You identified that the most time-consuming function is nqueens_IP_setqueen. If you click the Source Editor button from the Source pane, the VTune Amplifier opens the source nqueens_parallel.f90 file at the hotspot line in the default code editor. You see that the OpenMP* cycle is calling the recursive setQueen function that initializes the queens array. To avoid a data race, this array is copied in each thread (see line 127):


Depending on the sample code version, your source line numbers may slightly differ from the numbers provided in this tutorial.

This means that the number of local copies is equal to the number of threads. Since the function is recursive, the array is also copied in every function call, which is unnecessary and creates a big overhead.

To resolve this issue, you may enable OpenMP to make a copy of the array per thread. To do this:

  1. Comment out lines 124 and 127.

  2. Search and replace all lcl_queens entries with queens.

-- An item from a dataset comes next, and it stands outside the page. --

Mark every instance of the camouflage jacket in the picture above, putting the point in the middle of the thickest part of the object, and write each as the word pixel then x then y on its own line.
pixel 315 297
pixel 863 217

  3. Edit line 159 to add the PRIVATE(queens) directive.

    This enables the OpenMP run-rime to create a private copy of the array for each thread.

  4. Save the changes made in the source file.

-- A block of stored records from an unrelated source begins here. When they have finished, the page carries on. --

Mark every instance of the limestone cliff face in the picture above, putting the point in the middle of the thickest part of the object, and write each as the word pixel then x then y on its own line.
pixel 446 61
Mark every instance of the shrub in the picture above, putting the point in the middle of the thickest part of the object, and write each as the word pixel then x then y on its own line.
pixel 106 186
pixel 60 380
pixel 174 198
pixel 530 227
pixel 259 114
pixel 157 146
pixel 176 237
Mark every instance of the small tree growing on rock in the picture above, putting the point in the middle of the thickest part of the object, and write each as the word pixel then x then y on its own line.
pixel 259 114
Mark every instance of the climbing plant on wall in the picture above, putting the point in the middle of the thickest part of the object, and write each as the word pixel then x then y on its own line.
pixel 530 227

  5. Browse to the directory where you extracted the sample code (for example, /home/vtune/nqueens_fortran/linux).

  6. Rebuild your target in the release mode using the make command as follows:

    $ make clean

    $ make

    The nqueens_parallel application is rebuilt.

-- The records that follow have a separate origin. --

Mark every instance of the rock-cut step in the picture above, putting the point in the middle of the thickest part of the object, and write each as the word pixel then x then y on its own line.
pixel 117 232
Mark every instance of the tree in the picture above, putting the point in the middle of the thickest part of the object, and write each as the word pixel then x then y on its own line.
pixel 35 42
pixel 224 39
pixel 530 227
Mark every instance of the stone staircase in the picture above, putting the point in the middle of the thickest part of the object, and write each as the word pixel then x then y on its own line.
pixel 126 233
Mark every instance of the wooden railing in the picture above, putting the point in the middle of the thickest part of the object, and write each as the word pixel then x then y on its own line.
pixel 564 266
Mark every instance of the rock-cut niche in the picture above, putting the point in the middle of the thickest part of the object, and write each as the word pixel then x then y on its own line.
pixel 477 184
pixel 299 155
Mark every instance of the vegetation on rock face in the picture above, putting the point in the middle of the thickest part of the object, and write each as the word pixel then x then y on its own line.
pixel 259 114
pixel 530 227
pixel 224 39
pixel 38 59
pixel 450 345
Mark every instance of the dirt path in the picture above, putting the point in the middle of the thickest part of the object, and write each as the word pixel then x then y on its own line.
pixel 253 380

  7. Run nqueens_parallel as follows:

    ./nqueens_parallel 15

    System runs nqueens_parallel. Note that the execution time has reduced from 256710 ms to 56566 ms. This means that the proposed solution gives 200144 ms of CPU time reduction.

To identify other possible performance issues, you may run the Concurrency analysis and see how effectively your application is parallelized.